There’s Unconscious Bias at Work & AI Can Change That! Do you think you’re a biased person? At the top of your head, you probably aren’t. But each one of us imitates some degree of unconscious bias, especially in the workplace. Unconscious bias is when we judge, assess or form opinions of other individuals based on their name, race, gender, and other factors; without realizing it. This concept holds true for a lot of us, but it’s not really our fault. Rather, it’s a result of values, beliefs, and the culture that we have been accustomed to.
While most of us are aware of gender disparity in the corporate world, very few know or fully comprehend the unconscious bias that exists.
Numbers Don’t Lie
In a study conducted by MIT & the University of Chicago, 5000 resumes with Caucasian & African-American names were sent to 1,250 employers, with each person receiving four resumes. The study discovered that resumes with typically ‘white’ names received a 50% call-back as compared to the African-American names who were, in fact, more qualified.

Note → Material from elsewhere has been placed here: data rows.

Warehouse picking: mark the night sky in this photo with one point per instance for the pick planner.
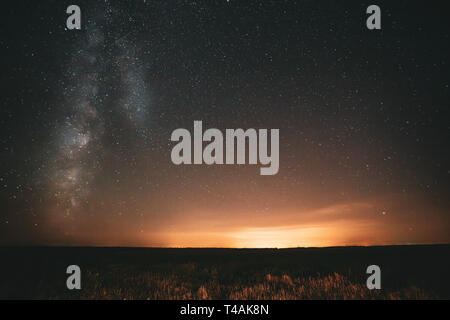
(87, 115)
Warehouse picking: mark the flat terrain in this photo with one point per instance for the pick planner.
(408, 272)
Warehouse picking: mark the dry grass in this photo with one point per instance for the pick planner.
(153, 286)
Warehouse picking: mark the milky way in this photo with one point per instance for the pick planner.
(104, 77)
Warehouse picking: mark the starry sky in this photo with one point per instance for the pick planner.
(87, 115)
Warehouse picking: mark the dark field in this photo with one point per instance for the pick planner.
(407, 272)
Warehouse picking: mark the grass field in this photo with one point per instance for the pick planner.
(407, 272)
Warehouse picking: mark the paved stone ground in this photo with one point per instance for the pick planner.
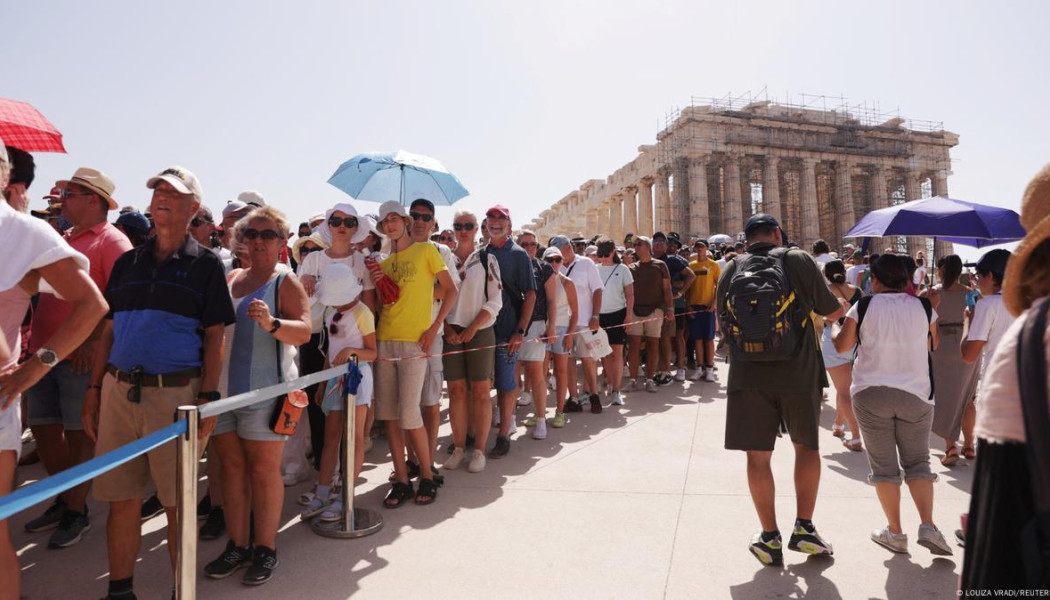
(635, 503)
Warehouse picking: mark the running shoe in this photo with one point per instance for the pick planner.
(769, 553)
(807, 540)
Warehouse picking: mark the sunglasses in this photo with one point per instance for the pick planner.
(349, 222)
(266, 234)
(335, 318)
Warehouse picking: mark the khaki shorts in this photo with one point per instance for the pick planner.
(650, 326)
(122, 421)
(399, 384)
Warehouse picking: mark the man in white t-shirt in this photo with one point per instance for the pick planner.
(584, 274)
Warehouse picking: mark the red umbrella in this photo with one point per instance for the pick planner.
(24, 127)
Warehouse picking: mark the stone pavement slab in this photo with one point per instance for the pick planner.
(641, 501)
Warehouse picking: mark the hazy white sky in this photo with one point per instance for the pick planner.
(522, 101)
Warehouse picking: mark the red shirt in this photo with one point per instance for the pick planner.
(102, 244)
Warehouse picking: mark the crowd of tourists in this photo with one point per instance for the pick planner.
(112, 317)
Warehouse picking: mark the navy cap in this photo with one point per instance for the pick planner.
(760, 220)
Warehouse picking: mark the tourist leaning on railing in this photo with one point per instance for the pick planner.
(272, 321)
(152, 358)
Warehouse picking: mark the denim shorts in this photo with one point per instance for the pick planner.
(250, 422)
(58, 398)
(505, 378)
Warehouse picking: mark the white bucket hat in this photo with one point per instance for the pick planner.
(362, 225)
(338, 286)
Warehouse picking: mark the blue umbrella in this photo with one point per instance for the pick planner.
(945, 219)
(400, 176)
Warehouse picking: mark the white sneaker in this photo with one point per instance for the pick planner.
(455, 460)
(477, 461)
(525, 399)
(541, 430)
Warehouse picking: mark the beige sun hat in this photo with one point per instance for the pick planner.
(93, 180)
(1035, 220)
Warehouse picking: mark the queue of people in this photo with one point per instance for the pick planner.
(129, 325)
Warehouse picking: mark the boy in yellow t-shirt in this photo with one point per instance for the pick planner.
(702, 325)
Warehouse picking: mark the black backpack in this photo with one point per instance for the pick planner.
(762, 318)
(928, 308)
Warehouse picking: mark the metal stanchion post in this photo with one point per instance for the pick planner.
(356, 521)
(186, 450)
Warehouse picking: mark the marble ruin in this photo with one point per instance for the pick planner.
(716, 163)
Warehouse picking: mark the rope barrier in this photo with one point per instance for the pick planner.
(36, 493)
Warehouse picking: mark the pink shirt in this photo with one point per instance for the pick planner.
(102, 244)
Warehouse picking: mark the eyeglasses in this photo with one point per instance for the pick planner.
(349, 222)
(266, 234)
(335, 318)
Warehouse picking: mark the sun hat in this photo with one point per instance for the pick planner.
(93, 180)
(297, 246)
(182, 179)
(326, 232)
(338, 286)
(1035, 220)
(251, 198)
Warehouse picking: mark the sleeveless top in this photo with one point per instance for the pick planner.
(251, 352)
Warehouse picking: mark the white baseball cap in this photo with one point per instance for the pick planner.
(180, 178)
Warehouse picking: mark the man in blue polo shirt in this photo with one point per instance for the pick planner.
(162, 347)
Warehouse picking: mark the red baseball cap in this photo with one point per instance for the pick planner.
(499, 209)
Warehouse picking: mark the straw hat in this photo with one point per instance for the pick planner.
(338, 286)
(1035, 220)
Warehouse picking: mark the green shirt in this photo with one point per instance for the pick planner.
(804, 373)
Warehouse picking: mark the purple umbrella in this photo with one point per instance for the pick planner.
(945, 219)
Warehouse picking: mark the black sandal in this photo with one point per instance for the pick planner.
(399, 494)
(427, 490)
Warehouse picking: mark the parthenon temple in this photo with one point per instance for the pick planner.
(718, 162)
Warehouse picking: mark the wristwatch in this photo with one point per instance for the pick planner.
(47, 357)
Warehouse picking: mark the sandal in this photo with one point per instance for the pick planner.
(427, 492)
(399, 494)
(950, 457)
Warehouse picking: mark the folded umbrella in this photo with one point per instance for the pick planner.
(24, 127)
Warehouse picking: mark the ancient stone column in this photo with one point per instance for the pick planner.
(645, 208)
(843, 201)
(733, 219)
(663, 203)
(912, 190)
(616, 218)
(699, 222)
(630, 211)
(771, 187)
(811, 212)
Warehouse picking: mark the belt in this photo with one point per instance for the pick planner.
(173, 379)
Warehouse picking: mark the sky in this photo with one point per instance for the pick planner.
(524, 102)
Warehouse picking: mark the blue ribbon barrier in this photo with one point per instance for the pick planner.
(36, 493)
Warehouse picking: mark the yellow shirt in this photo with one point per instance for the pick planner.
(702, 292)
(414, 270)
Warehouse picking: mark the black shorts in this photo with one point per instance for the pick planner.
(612, 323)
(754, 418)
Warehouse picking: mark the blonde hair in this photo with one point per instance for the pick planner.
(270, 213)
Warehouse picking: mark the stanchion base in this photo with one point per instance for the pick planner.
(365, 523)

In 2014, Google admitted that their male staff consisted only 3% Latino men & 2% African-American men. They acknowledged that the lack of diversity was a result of unconscious bias and in response, Google introduced bias-busting initiatives & workshops to educate their employees on the subject. Similarly, the Royal Bank of Canada provided sessions for roughly 1,000 executives to help them address unconscious bias.
Where AI Fits In
AI has brought drastic improvements to the HR process. From automating everyday functions (such as payroll & scheduling shifts) to using keywords and scanning resumes to assisting in performance management, there’s a lot that AI is simplifying. Now, add to it the option of eliminating unconscious bias!
Here’s how. AI uses Natural Language Processing (NPL) and cognitive learning to detect repetitive patterns that might suggest bias at work place. For instance, AI systems can skim through previous applications of hired employees to identify significant demographic trends in terms of age, race, and gender. This helps the system point out unconscious bias – something that the organization can work towards.
Studies suggest that bias also occurs well before the hiring process, going as far back as the language used in Job Descriptions. Words such as ‘ambitious’, ‘dominate’, and ‘ninja’ dissuade female candidates from applying. Organizations can address this issue with AI models that track biased language and accordingly suggest alternatives.
Monjin is a disruptive tech platform which understands the sensitivity of the situation. We are constantly working to address the issue of unconscious bias in a unique way. Our system automatically matches candidates with interviewers based on their industry & expertise, thereby eliminating human bias.
The Women in the Workplace study by Leanin.org & McKinsey found that for https://www.pass4lead.com/400-151.html every 130 men promoted, only 100 women were. And according to a study by Princeton & Harvard, blind auditions increased the scope of hiring female employees up to 46%. Unconscious Bias is an oft-ignored issue which when addressed, delivers an ethical and economic impact.